The main strengths of our study are as follows. firstly, to our knowledge, this is the first study to independently assess the relationship between dietary calcium and hyperuricemia. In addition, our study adjusted for a wide range of potential confounding variables. Several limitations also need to be acknowledged. First, the 24-h dietary recall method was utilized to obtain dietary intake and may not reflect long-term calcium intake status. To compensate for this, sensitivity analysis was performed using cumulative mean calcium intake, the conclusions were not altered. Second, there is a lack of information on calcium supplementation in this survey, although the proportion of Chinese individuals using dietary supplements was quite low. Third, we considered the effects of hormone therapy (postmenopausal women) on hyperuricemia. Although in the CHNS survey, the questionnaire did not provide information about hormone therapy in postmenopausal women. Analyses were repeated performed among women under the age of 50 and women 50 or older respectively (Table S1 in supplementary material). Fourth, the potential confounders were adjusted to the extent possible, the residual confounding could not be completely ruled out.
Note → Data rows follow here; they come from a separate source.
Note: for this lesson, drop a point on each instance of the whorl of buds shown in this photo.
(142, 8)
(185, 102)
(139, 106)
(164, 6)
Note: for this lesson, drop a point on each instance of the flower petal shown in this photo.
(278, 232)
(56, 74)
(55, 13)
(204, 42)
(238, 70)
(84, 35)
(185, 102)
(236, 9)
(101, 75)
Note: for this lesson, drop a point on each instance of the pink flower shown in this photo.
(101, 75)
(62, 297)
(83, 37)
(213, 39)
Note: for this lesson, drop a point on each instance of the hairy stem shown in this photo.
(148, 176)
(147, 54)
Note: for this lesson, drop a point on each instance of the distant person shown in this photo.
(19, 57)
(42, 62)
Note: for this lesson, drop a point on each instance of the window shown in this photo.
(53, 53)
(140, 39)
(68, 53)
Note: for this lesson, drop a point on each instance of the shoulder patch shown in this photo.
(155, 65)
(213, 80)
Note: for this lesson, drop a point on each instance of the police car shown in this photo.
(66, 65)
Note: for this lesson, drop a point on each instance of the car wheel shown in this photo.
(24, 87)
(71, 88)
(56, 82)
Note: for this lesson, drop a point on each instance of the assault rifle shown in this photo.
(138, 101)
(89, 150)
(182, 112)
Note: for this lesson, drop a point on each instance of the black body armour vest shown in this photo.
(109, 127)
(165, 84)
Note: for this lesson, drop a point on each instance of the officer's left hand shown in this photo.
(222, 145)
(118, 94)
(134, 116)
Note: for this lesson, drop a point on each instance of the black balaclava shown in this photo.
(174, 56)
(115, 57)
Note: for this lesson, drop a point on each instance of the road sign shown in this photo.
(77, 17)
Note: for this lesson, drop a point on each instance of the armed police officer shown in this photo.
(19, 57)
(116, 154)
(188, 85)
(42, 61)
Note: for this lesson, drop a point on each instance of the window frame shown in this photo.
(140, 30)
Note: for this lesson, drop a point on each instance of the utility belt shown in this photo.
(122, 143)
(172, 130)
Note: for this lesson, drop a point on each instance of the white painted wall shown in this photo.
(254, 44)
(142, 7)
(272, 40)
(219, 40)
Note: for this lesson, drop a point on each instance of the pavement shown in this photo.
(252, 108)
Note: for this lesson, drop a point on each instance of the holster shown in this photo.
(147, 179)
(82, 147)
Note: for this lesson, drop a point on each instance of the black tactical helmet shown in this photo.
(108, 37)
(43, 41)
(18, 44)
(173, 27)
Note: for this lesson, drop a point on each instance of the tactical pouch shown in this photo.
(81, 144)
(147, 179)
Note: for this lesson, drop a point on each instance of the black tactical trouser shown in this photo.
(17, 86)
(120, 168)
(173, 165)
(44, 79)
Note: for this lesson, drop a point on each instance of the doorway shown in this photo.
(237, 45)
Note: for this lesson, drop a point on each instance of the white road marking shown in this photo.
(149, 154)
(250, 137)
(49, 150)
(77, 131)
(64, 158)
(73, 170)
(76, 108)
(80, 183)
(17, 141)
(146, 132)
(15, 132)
Five, our study was restricted to persons of Chinese whose average dietary calcium only about 400 mg/d, and it is unknown whether our results can be generalized to other ethnic groups. Finally, due to the limitations of cross-sectional studies, the causal relationship between dietary calcium and hyperuricemia cannot be determined, and even causal inversion may occur. Therefore, further prospective studies are necessary.